A lo largo de la historia, los tecnólogos han adoptado una postura libertaria, ejemplificada en el lema de Silicon Valley de «moverse rápido y romper cosas», un enfoque que ha dominado el desarrollo de tecnologías como las redes sociales y las plataformas de transporte compartido. Pero, ¿deberíamos permitir que la IA siga este mismo camino?

El malentendido del consentimiento

El argumento de que el uso masivo de aplicaciones como ChatGPT indica el consentimiento de los usuarios es engañoso. El hecho de que millones de personas utilicen la IA no significa que estén plenamente informadas sobre sus riesgos o que apoyen el desarrollo de una inteligencia que pueda superar a la humanidad. La mayoría de la población no es consciente de los costos ambientales y sociales que genera el desarrollo de la IA, como el elevado consumo de energía. Además, muchas personas utilizan tecnologías porque sienten que no tienen otra opción, por miedo a quedar en desventaja profesional o social.

Incluso si aceptamos que los usuarios consienten el uso de una IA limitada para tareas específicas, como la edición de texto o la programación, eso no significa que apoyen la creación de una AGI, cuyo objetivo es mucho más amplio y potencialmente peligroso.

Innovación sin consulta: ¿siempre es válida?

A menudo, se argumenta que grandes innovaciones, como la imprenta o el internet, no surgieron de un consenso social previo.
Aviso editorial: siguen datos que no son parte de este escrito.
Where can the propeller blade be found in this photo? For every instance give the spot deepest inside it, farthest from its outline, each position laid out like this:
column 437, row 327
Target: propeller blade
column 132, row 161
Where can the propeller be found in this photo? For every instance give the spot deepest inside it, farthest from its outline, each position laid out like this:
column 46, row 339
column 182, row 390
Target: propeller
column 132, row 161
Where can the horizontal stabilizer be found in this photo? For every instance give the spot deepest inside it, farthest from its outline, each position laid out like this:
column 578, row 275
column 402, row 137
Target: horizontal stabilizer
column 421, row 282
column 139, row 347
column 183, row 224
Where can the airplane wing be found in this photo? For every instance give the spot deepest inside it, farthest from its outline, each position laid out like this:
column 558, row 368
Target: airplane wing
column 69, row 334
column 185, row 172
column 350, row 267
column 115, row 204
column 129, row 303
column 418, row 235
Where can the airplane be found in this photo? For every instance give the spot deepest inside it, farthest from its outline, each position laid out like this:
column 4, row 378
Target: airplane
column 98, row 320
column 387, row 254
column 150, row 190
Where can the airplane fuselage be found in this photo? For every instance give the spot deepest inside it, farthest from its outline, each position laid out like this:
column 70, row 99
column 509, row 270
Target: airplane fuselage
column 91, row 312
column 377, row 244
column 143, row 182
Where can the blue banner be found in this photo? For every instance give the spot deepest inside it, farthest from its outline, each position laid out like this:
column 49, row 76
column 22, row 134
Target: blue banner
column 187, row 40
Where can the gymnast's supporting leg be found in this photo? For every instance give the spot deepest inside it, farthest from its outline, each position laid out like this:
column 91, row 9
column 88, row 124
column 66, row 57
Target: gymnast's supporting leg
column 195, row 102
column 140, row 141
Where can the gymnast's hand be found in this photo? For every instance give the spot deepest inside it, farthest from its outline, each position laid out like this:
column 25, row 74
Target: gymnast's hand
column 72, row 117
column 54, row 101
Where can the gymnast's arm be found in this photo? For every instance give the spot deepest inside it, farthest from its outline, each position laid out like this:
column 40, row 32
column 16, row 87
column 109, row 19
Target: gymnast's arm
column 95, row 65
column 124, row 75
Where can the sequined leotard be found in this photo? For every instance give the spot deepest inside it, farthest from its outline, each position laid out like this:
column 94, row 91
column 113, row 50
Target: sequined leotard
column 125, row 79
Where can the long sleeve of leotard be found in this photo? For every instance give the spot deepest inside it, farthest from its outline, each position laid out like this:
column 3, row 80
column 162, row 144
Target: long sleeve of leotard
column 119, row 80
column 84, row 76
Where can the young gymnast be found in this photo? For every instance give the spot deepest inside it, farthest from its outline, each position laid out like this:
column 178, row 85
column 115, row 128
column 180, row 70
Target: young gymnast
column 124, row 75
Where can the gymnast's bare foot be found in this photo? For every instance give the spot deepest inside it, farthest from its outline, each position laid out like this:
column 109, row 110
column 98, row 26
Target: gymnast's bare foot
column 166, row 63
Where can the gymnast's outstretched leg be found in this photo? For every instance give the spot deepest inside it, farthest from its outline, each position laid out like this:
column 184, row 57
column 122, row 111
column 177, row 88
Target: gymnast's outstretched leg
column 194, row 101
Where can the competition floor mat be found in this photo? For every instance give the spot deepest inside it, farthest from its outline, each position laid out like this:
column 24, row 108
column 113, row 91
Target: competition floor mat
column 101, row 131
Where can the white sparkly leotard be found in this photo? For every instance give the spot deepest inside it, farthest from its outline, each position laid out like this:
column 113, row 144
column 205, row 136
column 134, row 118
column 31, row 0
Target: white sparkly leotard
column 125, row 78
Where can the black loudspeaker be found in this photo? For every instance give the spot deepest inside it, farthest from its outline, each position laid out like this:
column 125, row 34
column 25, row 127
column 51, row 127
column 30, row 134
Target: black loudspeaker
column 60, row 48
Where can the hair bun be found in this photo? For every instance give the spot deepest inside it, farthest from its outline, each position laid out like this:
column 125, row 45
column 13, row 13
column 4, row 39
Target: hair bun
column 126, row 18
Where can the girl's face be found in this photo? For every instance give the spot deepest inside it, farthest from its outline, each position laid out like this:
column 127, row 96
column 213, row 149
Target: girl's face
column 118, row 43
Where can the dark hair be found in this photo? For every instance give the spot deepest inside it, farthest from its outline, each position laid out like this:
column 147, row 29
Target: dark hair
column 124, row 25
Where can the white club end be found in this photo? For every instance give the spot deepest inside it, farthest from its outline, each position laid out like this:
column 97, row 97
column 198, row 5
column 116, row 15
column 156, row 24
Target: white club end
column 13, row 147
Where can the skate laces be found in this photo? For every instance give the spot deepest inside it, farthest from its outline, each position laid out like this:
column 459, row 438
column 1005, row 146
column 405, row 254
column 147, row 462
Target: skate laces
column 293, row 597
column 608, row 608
Sin embargo, esos inventos, aunque transformadores, no amenazaban con destruir a la humanidad. Para tecnologías de alto riesgo, como las armas nucleares o biológicas, la sociedad ha intentado implementar mecanismos de supervisión y control globales, como el Tratado de No Proliferación Nuclear o la Convención sobre Armas Biológicas. ¿Por qué no debería ocurrir lo mismo con la inteligencia artificial avanzada?

¿Es inevitable el progreso tecnológico?

Un mito frecuente es que el progreso tecnológico es inevitable y que nada puede detenerlo. Sin embargo, la historia demuestra lo contrario. Hay numerosas tecnologías que hemos decidido no desarrollar o que hemos restringido severamente, como la clonación humana o la modificación genética. El ejemplo de la Conferencia de Asilomar en 1975, donde los investigadores acordaron detener ciertos experimentos de ADN recombinante, muestra que el desarrollo científico puede frenarse si se considera necesario.
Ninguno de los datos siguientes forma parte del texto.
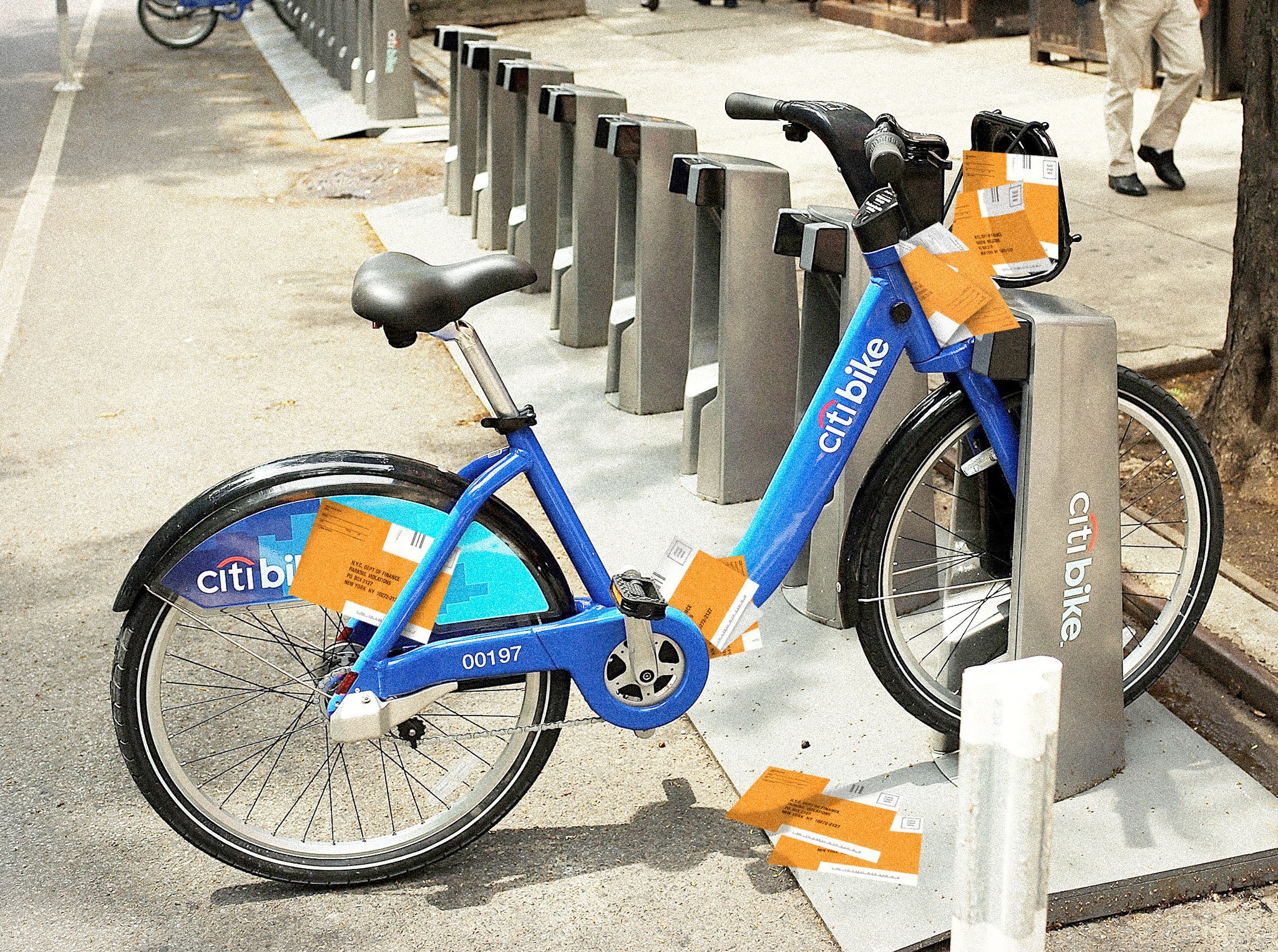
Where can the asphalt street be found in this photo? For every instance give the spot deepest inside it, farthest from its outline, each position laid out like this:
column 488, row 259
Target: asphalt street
column 187, row 318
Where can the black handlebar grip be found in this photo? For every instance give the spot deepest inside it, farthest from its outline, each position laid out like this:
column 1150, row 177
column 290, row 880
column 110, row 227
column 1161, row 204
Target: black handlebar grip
column 743, row 105
column 886, row 153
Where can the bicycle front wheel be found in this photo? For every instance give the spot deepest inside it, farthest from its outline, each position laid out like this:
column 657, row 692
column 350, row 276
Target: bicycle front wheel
column 175, row 26
column 220, row 711
column 928, row 550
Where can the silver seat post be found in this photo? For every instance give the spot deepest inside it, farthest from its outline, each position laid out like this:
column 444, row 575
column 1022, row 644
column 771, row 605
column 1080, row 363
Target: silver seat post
column 485, row 371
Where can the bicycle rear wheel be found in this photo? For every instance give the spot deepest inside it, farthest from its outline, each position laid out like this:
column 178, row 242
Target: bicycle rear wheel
column 927, row 576
column 220, row 715
column 175, row 26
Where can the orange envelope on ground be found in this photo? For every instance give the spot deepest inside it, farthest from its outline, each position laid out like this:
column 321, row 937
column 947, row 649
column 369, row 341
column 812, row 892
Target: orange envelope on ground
column 357, row 564
column 796, row 805
column 899, row 859
column 715, row 593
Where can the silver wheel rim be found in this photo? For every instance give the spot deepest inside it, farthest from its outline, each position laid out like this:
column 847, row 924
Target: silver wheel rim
column 273, row 777
column 937, row 629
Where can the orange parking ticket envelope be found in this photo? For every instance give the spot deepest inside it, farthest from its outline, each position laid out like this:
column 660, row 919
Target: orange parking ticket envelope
column 995, row 225
column 802, row 807
column 899, row 859
column 1042, row 180
column 715, row 593
column 357, row 564
column 993, row 314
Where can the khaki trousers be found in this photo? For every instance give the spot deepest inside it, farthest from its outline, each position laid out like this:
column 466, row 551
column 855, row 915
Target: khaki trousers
column 1129, row 27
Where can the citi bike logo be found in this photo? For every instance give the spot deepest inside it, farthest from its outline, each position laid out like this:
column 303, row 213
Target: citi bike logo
column 1079, row 540
column 238, row 573
column 836, row 414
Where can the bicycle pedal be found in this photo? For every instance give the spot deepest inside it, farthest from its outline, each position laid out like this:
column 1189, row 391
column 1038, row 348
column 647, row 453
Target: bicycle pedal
column 638, row 596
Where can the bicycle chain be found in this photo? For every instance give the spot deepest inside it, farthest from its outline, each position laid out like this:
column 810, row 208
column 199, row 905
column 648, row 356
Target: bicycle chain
column 502, row 731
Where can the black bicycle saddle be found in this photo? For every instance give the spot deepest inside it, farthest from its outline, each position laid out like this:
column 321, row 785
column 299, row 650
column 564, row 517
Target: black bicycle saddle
column 406, row 296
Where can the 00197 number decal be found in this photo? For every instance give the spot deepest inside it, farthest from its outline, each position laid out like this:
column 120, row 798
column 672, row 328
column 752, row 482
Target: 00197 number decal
column 501, row 656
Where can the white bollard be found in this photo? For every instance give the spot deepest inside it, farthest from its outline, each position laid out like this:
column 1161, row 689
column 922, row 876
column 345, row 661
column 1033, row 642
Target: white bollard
column 64, row 51
column 1006, row 785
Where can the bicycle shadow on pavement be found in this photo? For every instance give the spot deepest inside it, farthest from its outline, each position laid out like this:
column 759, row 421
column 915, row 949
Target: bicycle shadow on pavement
column 673, row 836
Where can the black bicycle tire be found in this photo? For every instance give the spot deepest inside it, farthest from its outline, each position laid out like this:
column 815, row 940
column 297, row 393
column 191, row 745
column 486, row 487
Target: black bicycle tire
column 286, row 19
column 129, row 676
column 196, row 41
column 892, row 476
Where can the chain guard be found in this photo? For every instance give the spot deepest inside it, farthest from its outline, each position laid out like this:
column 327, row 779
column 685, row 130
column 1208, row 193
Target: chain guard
column 623, row 685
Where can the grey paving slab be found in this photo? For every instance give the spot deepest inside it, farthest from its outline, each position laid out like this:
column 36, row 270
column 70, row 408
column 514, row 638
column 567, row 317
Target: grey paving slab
column 1179, row 803
column 328, row 109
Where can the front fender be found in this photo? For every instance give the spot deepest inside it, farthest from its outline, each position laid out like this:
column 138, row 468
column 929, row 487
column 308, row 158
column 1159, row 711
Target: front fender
column 202, row 513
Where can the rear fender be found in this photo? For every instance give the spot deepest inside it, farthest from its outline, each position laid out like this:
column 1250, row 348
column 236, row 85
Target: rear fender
column 302, row 477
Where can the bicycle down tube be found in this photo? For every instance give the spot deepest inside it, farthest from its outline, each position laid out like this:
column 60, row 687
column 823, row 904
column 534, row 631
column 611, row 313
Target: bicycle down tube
column 837, row 414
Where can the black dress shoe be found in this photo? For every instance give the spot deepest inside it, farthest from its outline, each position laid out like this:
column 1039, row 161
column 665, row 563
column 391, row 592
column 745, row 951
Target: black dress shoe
column 1128, row 186
column 1163, row 167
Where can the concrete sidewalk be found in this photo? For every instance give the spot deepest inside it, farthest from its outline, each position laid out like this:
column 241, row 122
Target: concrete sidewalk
column 1159, row 265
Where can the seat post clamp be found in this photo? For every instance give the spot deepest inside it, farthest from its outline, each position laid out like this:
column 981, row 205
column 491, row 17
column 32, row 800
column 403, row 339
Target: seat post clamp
column 527, row 417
Del mismo modo, el Tratado del Espacio Exterior de 1967, que prohíbe la militarización del espacio, refleja la capacidad de la humanidad para regular el uso de tecnologías con potenciales consecuencias globales. Este tratado es invocado hoy en debates sobre si deberíamos enviar mensajes al espacio con la esperanza de contactar con extraterrestres, dado el riesgo de atraer una civilización hostil.
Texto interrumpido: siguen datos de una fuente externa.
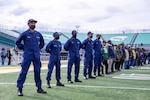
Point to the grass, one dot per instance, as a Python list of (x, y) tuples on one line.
[(78, 91)]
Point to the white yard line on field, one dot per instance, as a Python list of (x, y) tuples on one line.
[(18, 69), (87, 86), (133, 76)]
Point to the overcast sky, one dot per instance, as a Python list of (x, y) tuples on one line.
[(89, 14)]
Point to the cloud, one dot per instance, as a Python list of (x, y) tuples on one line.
[(98, 18), (4, 3), (20, 11), (113, 10)]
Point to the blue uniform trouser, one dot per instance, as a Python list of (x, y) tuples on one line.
[(97, 63), (25, 67), (3, 60), (126, 64), (88, 65), (148, 59), (73, 59), (53, 61), (133, 62)]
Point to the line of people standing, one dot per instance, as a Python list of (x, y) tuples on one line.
[(5, 55)]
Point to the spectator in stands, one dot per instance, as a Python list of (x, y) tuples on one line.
[(97, 46), (73, 45), (54, 48), (126, 60), (3, 55), (111, 56), (31, 41), (105, 56), (87, 45), (118, 57), (9, 56)]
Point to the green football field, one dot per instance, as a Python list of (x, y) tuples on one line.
[(133, 84)]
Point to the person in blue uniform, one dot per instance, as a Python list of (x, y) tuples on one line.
[(97, 46), (87, 45), (31, 42), (73, 45), (54, 48)]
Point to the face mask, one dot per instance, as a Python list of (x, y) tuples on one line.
[(32, 27), (57, 37), (74, 36)]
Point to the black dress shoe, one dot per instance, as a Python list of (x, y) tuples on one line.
[(20, 92), (59, 83), (40, 90), (69, 81), (92, 77), (48, 84), (77, 80)]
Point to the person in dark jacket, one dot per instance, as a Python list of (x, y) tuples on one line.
[(3, 56), (54, 48), (73, 45), (31, 42), (111, 56), (105, 56), (87, 45), (97, 46), (9, 56)]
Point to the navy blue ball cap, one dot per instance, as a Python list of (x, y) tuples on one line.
[(89, 33), (55, 34), (32, 20), (98, 34), (74, 32)]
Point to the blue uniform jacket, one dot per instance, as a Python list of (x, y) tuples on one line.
[(97, 46), (111, 53), (73, 46), (87, 45), (31, 43), (54, 48)]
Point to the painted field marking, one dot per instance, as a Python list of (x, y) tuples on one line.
[(86, 86), (17, 69)]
La importancia de la deliberación democrática

Las decisiones que afectan a toda la humanidad, como el desarrollo de una superinteligencia artificial, deben ser tomadas de manera democrática. No se trata de que el público determine los detalles técnicos de la IA, sino de que tenga voz en cuestiones fundamentales como la seguridad y las implicaciones éticas de su desarrollo. Al igual que con armas nucleares o transmisiones interplanetarias, el destino de la inteligencia artificial no debería estar en manos de unos pocos, sino en la deliberación colectiva de todos.